Most of the dangers of fasting I’m going to cover aren’t related to a 16 to 18-hour fast. This applies more to prolonged fasting, which is when a person fasts for 48 to 72 hours—or even longer. The purpose of eating is not just to get fuel. It’s also to get nutrients. When you’re fasting, you’re restricting nutrients. If your diet isn’t providing you with the nutrients you need when you do eat, you could end up with deficiencies that lead to certain issues.

It’s crucial to do a prolonged fast correctly and avoid common mistakes related to the dark side of fasting.

The dark side of prolonged fasting:

1. Refeeding syndrome When you come off of a fast, have a small amount of food, wait a couple of hours, and have a little bit more. Avoid overeating or eating carbs.

2. Dirty keto Make sure you consume nutrient-dense, high-quality foods on the keto diet.

3. Not taking nutrients while fasting At the bare minimum, you need to take electrolytes, sea salt, trace minerals, and B vitamins while fasting.

4. Kidney stones Avoid high-oxalate foods if you’re prone to kidney stones. Also, consume at least two and a half liters of fluid a day, and add lemon juice to your water. When you’re back to having meals, consume large salads.

5. Anorexia Anorexia will cause nutritional deficiencies. Instead of fasting, get on the keto diet.

6. Athletes that have not adapted to fat yet Give your body enough time to become fully fat-adapted before attempting prolonged fasting.

7. Fasting for children Fasting isn’t a good idea for children. Eating three meals a day and cutting out snacking may be beneficial for children.
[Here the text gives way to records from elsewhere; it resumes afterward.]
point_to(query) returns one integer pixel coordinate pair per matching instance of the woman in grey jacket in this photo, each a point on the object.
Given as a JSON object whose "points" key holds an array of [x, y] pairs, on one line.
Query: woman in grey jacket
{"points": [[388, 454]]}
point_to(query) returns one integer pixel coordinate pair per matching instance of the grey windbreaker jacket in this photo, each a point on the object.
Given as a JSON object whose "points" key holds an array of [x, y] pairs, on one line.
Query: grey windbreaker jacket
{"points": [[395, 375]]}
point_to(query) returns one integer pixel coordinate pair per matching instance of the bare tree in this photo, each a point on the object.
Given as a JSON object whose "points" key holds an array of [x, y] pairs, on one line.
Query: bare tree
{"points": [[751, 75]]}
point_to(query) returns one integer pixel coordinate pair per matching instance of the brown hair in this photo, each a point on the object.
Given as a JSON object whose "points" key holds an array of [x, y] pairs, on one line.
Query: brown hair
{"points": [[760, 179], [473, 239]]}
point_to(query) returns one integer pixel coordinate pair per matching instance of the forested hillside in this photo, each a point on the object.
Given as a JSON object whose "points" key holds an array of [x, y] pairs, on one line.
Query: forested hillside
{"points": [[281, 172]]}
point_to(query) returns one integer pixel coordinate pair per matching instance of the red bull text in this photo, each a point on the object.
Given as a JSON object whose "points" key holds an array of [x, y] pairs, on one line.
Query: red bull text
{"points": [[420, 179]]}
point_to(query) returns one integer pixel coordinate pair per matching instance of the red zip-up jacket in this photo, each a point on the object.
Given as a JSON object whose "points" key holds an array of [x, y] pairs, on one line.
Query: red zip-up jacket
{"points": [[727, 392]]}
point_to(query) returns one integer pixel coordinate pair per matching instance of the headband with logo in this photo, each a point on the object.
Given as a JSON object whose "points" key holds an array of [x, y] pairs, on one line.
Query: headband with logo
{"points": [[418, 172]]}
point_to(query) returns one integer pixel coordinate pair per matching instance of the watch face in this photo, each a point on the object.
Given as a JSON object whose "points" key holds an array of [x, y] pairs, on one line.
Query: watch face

Teenagers who are overweight may consider two meals a day without snacking.

8. Not getting enough nutrition while pregnant or lactating Not getting enough nutrients while pregnant or lactating can lead to issues for the mother and child. Choosing a whole-food, natural prenatal vitamin over a synthetic prenatal vitamin is also important.

9. Muscle loss If you’re older and noticing muscle loss, try adding a blend of amino acids to your diet.

10. Ketoacidosis This rare condition occurs in people under very specific circumstances and isn't something most people should be concerned about.